The Daily Blonde thinks so. The new ads for colorfully compact Kotex shouts "Oooh! It comes in my color!” as it introduces feminine products that come in yellow, pink, blue, and green. (Hat tip: Krystal Hosmer.)

"I never match my bag and shoes anyway, so there’s not a chance I’m going to coordinate my tampon with ANYTHING." — Cheryl Phillips, The Daily Blonde

So what gives? In 2005, P&G set on a course to turn the period frown upside down. The idea (as Kevin Crociata, brand manager for Always put it) was to aim at "having a little fun with (a period) rather than dreading it so much."

Don't worry. It wasn't just his idea. Patti Gregoline, then senior vice president and executive creative director for Publicis Groupe's Leo Burnett worked on the campaign too. Gregoline, however, didn't work on the color-coordinated line.
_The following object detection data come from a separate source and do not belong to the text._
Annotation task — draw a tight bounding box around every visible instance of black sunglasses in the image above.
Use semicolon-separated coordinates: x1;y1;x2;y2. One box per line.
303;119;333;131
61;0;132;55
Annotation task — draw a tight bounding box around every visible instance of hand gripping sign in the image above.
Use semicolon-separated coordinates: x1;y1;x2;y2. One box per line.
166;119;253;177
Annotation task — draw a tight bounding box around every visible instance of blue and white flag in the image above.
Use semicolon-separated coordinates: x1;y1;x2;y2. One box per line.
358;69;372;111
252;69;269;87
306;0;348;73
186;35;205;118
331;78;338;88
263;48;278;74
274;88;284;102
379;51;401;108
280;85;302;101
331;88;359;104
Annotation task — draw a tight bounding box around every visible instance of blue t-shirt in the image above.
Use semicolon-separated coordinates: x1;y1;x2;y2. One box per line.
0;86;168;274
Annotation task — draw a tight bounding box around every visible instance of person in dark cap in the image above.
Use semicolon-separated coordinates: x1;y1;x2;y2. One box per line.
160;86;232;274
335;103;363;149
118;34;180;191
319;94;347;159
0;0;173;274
I'm only mentioning the original campaign to give people a sense of where this all started. (The new ads are by Organic and JWT.)

P&G does understand the issues, as evidenced by an advertisement that makes fun of its past attempts to woo customers.
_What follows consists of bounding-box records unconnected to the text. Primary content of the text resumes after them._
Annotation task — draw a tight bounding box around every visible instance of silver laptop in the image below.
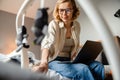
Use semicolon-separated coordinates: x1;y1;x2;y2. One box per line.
61;40;103;64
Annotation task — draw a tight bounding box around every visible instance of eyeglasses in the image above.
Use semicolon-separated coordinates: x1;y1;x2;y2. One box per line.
59;8;72;14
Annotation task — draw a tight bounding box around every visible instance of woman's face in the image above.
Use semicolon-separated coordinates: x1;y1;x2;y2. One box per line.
58;2;73;22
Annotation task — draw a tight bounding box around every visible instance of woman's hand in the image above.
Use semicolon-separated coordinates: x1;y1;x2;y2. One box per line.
32;63;48;73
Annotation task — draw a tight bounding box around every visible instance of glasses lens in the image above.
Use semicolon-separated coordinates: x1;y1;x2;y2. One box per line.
59;8;72;14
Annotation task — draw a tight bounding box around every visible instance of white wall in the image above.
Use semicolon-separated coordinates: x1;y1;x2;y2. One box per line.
78;0;120;44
Unfortunately, for all the sense that the advertisement makes, the product line doesn't make much sense. Well, maybe it does, for what P&G says amounts to 85 percent of women who are embarrassed to be seen with a feminine product.

Basically, the idea is that if it falls out of their purse, they'll feel more comfortable about it because it's a different color.

P&G is close to having it right. The thrust of the Kotex campaign is to stop all the weirdness about periods. I'm all for that. And yet, if there is an irony, the product colors and non-descript cases actually cater to the opposite concept.

There are better options to get over the weirdness. Vinnie once had the corner on cases despite the media's unwillingness to allow him to advertise. And then came the vintage collection. And then the mini-purses.

Sure, I'm hardly an expert. But I've never been afraid to talk or listen to people's take on just about anything. And from what I'm hearing from women, Kotex is thisclose to making the topic less embarrassing, but this far from delivering the right product/campaign combination. Until they do, they'll have a hard time gaining full support for their social media outreach efforts.